La globalización es una configuración histórico-social que convive con las formas de vida y trabajo en que la fragmentación y crisis de identidades locales, son realidades sociales, económicas, políticas y culturales que emergen y autodinamizan el mundo o la formación de la sociedad global.
En el caso chileno es interesante observar los grados de conexión en el país. Por ejemplo, según un estudio desarrollado por Google en 2017, encontramos que existen 11,9 millones de teléfonos móviles; el 85,7% de los hogares cuenta con Internet; el 81% de los habitantes tiene un teléfono inteligente; y el 84,2% cuenta con acceso a un móvil.

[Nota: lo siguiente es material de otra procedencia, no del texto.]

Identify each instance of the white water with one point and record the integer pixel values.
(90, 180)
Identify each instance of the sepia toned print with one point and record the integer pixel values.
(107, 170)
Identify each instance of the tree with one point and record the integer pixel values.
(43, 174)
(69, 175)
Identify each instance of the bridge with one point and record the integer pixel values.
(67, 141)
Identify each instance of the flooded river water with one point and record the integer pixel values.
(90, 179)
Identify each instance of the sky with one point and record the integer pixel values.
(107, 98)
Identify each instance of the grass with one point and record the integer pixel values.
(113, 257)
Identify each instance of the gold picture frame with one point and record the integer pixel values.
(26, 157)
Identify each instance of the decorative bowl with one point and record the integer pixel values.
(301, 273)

Por otro lado, es importante observar que se equiparán los accesos entre móviles y computadores tradicionales: el 34% de la gente compra online, el 82% busca información, el 74% tiene una preferencia digital, el 81% del tráfico viene de Google.
Si vemos estas cifras, surgen diversas preguntas: ¿Qué rol jugará la Iglesia Católica en un escenario así?, ¿podrá recuperar su antiguo estatus? El Chile o el mundo del siglo XXI, ¿necesitan esta institución?

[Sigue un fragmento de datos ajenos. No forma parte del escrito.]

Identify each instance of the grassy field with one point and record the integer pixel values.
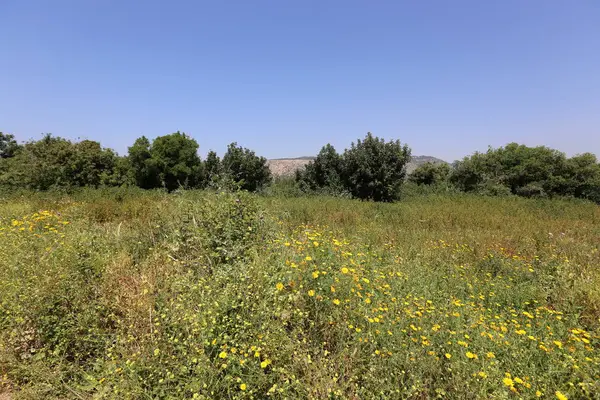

Son muchas las interrogantes que hoy no tienen respuesta, pero sí podemos afirmar, sin temor a equivocarnos, que el discurso basado en una moral sexual no tiene cabida en el actual contexto histórico. Por eso es importante visualizar a qué sectores se quiere llegar con el mensaje, en un continente que se declara católico y con grandes márgenes de separación entre la pobreza y la riqueza.

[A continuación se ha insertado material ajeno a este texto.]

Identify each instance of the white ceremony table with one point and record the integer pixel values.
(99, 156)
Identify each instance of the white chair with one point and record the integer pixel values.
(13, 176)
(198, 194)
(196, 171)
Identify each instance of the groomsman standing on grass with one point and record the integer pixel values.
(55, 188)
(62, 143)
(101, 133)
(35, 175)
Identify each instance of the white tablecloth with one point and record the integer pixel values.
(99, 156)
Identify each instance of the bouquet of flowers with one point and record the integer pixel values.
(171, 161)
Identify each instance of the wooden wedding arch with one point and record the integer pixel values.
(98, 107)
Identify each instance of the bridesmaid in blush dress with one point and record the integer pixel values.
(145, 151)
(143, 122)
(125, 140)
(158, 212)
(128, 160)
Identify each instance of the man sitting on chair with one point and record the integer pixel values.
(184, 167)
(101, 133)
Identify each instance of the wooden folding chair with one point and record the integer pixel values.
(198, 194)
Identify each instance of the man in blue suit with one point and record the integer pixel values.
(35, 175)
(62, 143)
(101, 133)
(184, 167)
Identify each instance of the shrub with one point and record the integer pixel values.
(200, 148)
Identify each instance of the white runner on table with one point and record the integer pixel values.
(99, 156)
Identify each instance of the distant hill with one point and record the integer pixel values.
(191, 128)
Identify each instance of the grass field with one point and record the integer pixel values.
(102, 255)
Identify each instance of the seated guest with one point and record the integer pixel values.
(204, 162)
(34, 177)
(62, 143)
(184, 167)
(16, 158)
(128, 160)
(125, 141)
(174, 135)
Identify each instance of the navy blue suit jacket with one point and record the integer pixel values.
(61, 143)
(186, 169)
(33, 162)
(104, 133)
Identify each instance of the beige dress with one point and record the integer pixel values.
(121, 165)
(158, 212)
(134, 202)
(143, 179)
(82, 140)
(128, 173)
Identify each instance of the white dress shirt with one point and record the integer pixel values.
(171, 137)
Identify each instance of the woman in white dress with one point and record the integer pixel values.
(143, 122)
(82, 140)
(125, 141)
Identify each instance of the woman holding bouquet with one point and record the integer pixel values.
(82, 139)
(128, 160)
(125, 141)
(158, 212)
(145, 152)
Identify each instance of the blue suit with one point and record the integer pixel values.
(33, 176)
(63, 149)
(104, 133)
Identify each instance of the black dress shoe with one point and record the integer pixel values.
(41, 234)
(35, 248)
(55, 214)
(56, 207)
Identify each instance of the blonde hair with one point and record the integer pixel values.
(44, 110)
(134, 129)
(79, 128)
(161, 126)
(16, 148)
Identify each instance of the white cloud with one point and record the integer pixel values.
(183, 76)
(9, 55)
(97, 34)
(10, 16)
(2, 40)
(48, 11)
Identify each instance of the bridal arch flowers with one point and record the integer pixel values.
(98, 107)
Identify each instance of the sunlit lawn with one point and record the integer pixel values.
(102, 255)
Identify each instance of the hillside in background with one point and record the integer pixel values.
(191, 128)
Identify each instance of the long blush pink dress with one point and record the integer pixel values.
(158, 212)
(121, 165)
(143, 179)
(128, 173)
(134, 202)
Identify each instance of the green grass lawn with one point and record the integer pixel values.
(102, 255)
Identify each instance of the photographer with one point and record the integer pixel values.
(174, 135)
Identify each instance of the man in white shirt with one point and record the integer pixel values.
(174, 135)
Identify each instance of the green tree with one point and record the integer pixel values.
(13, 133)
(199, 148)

De lo anterior se desprenden dos elementos claros:
- El foro cambió: hoy no es la plaza pública, es el espacio virtual.
- La pregunta que surge: ¿Tiene la Iglesia espacio en esta sociedad líquida e hiperconectada?
La respuesta podemos encontrarla en el Concilio Vaticano II y su bajada, en Medellín y Puebla, para América Latina. Una respuesta que debería hacer sentido, asumiendo que hoy todo es cuestionado y la comunicación horizontal es lo que predomina. En esas instancias además emerge un sentido de pertenencia y de identidad que debe estar conectada con lo local y lo global punto que le da un factor sólido a esta sociedad líquida.
Lo anterior implica, por ejemplo, que se debe operar con el pensamiento complejo que trabaje con y contra lo incierto a la vez y no como fenómenos completamente separados. Ello impide explicar la realidad tal como es, y por tanto, conduce a una falsa conclusión, a una visión que mutila a la propia realidad, que no es vista en forma integradora y compleja y que conduce a acciones deformantes, a una simplificación que impide ver los fenómenos en su globalidad y con todos los elementos que la componen.
Las religiones en general buscan el orden como categoría. Lo complejo contempla el orden, pero también el desorden, las crisis, desde donde nacen oportunidades nuevas que permiten cambiar la realidad constantemente. En esta era global, incierta y también donde “todo lo sólido se evapora en el aire” (Bauman), es indispensable revelar la naturaleza compleja de los fenómenos. La ética de la complejidad asume que los seres humanos somos solo una parte de un sistema más general con el cual debemos actuar en armonía y, por ende, busca realizar los valores de la libertad, la democracia y la igualdad en este otro escenario, lo que requiere de una lógica integrativa cosmopolita, universal, que integre los saberes, la relación entre el objeto y la cambiante subjetividad de las personas.
Si la iglesia no da ese paso tiene pocas posibilidades de aumentar sus bases de sustentación y con esto también aumentar los procesos de secularización. Con esto pierde poder político, intelectual y cultural. Las bases intelectuales las tiene, pero su discurso debe transformarlo para hacer sentido político a las personas.